Étincelles rebelles est une excellente découverte. Il met en scène l’inspecteur Gabriel Latyr Faye qui, ayant osé critiquer des décisions hiérarchiques et politiques, se retrouve muté en Casamance. Pour faire vite, nous dirons que, sorti de Dakar, l’inspecteur ne connaît pas son pays. La situation en Casamance est particulièrement complexe, ce qu’il va découvrir, aidé en cela par une jeune journaliste locale. C’est un roman vivant, instructif sans être pontifiant, aux personnages bien sentis. L’occasion pour nous de demander à Macodou Attolodé de se prêter à un « 5 raisons de… » pour en savoir plus sur la situation actuelle en Casamance.

Le roman noir

« Voici une définition du roman noir à laquelle je souscris : examiner une société au-delà de l’image de façade projetée pour en faire ressortir les travers. Le choix de ce genre est donc venu plutôt naturellement, en raison des enjeux d’ordre socio-politique abordés par l’intrigue. Malgré tout, il ne s’agit pas non plus de s’embourber dans la fange du vice sans aucun espoir de s’en libérer. D’où la mise en scène de personnages intègres avec de solides principes moraux et ayant une haute opinion de leur devoir envers leur pays comme Latyr et Aguène. »

Macodou Attolodé - Etincelles rebelles - Série noire - Milieu Hostile

Le Sénégal

« Pays en Afrique de l’Ouest où je suis né et ai grandi. Sur le plan politique, il fait figure de modèle démocratique en Afrique. Dans la réalité, la situation est évidemment plus complexe, et cela a été démontrée par la grave crise qui l’a secoué de 2021 à 2024.
C’est surtout un territoire riche de sa culture qui est malheureusement réduite à du folklore, voire délaissée. Au-delà des plats, des danses ou des cérémonies festives traditionnelles, qui en sont des expressions flamboyantes, cette culture c’est d’abord une vision du monde axée sur une certaine conception de l’humain que le carcan d’un certain rationalisme ne pourra jamais endiguer. C’est aussi cela que j’ai tenté de mettre en exergue. »

La Casamance

« C’est la région la plus verte du Sénégal. Le contraste est saisissant entre la savane du climat sahélien au nord du pays, et la forêt dense tropicale de la Basse Casamance. L’écosystème des mangroves bordant les bras fluviaux apporte, au-delà de sa beauté pittoresque, son lot de ressources halieutiques vitales pour des populations qui, malgré la pauvreté, arrivent quand même à se nourrir. Dans le livre, une place de choix est réservée à la description de ces paysages qui m’ont fait tomber sous le charme.
C’est aussi et surtout une région où les traditions ancestrales font l’objet d’une fierté et d’une attention particulière malgré les vicissitudes ainsi que la négligence maquillée en intérêt de façade de l’essentiel des autorités politiques. »

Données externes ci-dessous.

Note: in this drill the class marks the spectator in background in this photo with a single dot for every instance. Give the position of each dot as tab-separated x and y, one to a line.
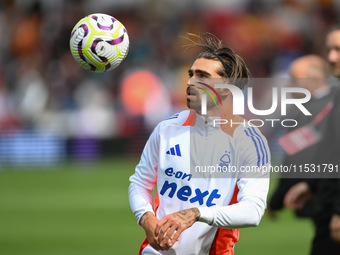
307	72
326	192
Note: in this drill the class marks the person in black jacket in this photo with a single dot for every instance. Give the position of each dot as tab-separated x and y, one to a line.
308	72
325	191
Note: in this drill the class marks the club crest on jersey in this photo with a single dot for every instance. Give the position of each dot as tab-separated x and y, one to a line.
225	159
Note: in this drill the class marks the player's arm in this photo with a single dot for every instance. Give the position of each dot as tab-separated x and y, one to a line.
253	185
169	229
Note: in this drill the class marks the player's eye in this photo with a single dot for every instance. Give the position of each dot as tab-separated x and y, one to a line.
201	76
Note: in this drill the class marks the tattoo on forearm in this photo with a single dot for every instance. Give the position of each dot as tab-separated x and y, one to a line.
189	216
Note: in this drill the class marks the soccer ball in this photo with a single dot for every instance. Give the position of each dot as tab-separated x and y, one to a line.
99	42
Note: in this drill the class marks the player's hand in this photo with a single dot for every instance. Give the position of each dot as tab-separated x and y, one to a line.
171	226
297	196
335	227
148	222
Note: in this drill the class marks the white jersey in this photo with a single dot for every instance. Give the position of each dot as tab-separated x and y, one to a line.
181	157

Dans le roman, j’ai imaginé un troisième groupe en dehors des militaires et des rebelles : les chasseurs. J’ai voulu, à travers eux, exprimer le ras-le-bol d’une population révoltée d’être prise en otage par des belligérants prétendant se battre pour son bien-être alors qu’en réalité ils n’œuvrent désormais, consciemment ou non, que pour les intérêts d’une petite élite.

Drogues, rebelles, zircon

« La rébellion armée de Atika, la branche armée du MFDC, a débuté en 1983, suite à une altercation mortelle entre des gendarmes et des sympathisants de la cause de l’indépendance de la Casamance dans un bois sacré. Les affrontements ont connu leur pic de violence dans les années 1990. Depuis 2006 à peu près, on est dans une situation confuse appelée « ni paix ni guerre ». La rébellion avec le temps s’est affaiblie en raison de querelles internes qui l’ont divisée, et l’État y trouve son compte.
Il n’empêche que cette situation confuse qui perdure frappe la région d’un marasme économique. Le danger persiste dans certaines zones qui sont les fiefs de rebelles décidés à ne pas déposer les armes, sans compter leurs tentatives de sabotages d’infrastructures et les déchaînements de violence sporadiques. Cette instabilité rend naturellement inévitable toutes sortes de trafics. Sachant que la Guinée Bissau, pays frontalier de la région, est une plaque tournante du narcotrafic international, il me paraît assez illusoire de penser que la Casamance en soit épargnée, avec toutes les conséquences qui peuvent en découler.
Dans le roman, j’ai imaginé un troisième groupe en dehors des militaires et des rebelles : les chasseurs. J’ai voulu, à travers eux, exprimer le ras-le-bol d’une population révoltée d’être prise en otage par des belligérants prétendant se battre pour son bien-être alors qu’en réalité ils n’œuvrent désormais, consciemment ou non, que pour les intérêts d’une petite élite.
Le projet d’implantation d’une mine de zircon à Niafrang est dans une impasse à l’heure où je vous parle puisqu’il a rencontré une forte opposition de la part de la population locale, et également de rebelles du MFDC. J’étais tombé sur une théorie stipulant que l’opposition des rebelles ne tenait pas tant des conséquences environnementales, voire du simple soutien à la population, mais plutôt du fait que la zone faisait l’objet d’un trafic de contrebande juteux en raison de son positionnement géographique. J’ai repris cette théorie à mon compte dans le scénario du roman. »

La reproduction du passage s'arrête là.